AI Tool Schema Builder
Build function calling schemas for OpenAI and Anthropic Claude visually. Add parameters, set types, and export JSON.
Features
- ✓Generate function calling schemas for OpenAI and Anthropic formats
- ✓Visual form — add, remove, and configure parameters without writing JSON
- ✓Support for all JSON Schema types: string, number, integer, boolean, array, object
- ✓Toggle required/optional per parameter
- ✓Real-time JSON preview updates as you build
- ✓One-click toggle between OpenAI and Anthropic output formats
How to Use
- 1Choose the output format: OpenAI or Anthropic
- 2Enter the function name and description
- 3Add parameters with name, type, description, and required flag
- 4The JSON schema updates in real time as you fill in fields
- 5Copy the generated schema and use it in your API calls
Examples
Input
Name: get_weather | Params: location (string, required), unit (string, optional)
Output
{"type":"function","function":{"name":"get_weather","parameters":{"type":"object","properties":{"location":{"type":"string"},"unit":{"type":"string"}},"required":["location"]}}}Input
Name: search_docs | Params: query (string, required), limit (integer, optional)
Output
{"name":"search_docs","input_schema":{"type":"object","properties":{"query":{"type":"string"},"limit":{"type":"integer"}},"required":["query"]}}Why Use a Tool Schema Builder?
Function calling (also called tool use) lets LLMs invoke external functions during a conversation. To use this feature, you need to define a JSON schema that describes each function — its name, what it does, and what parameters it accepts. Writing these schemas by hand is tedious and error-prone, especially for functions with many parameters.

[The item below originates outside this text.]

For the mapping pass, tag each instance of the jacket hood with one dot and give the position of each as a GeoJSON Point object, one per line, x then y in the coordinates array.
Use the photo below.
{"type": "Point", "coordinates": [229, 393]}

OpenAI and Anthropic use slightly different schema formats. OpenAI wraps the function definition inside a {"type": "function", "function": {...}} envelope with a "parameters" key, while Anthropic uses a flatter structure with "input_schema" instead of "parameters". This tool generates the correct format for whichever provider you are targeting.
The visual form eliminates the need to remember JSON Schema syntax. You add parameters by clicking a button, set their type from a dropdown, write a description, and check a box if they are required. The JSON output updates in real time, so you can see exactly what the schema looks like as you build it.
Well-defined tool schemas dramatically improve how reliably LLMs use your functions. Clear parameter descriptions help the model understand what values to pass, and marking parameters as required prevents the model from omitting essential arguments. Investing time in schema quality pays off in fewer failed function calls.
All processing happens in your browser. Your function definitions and parameter details are never sent to any server, making this safe for internal tools, proprietary APIs, and confidential function definitions.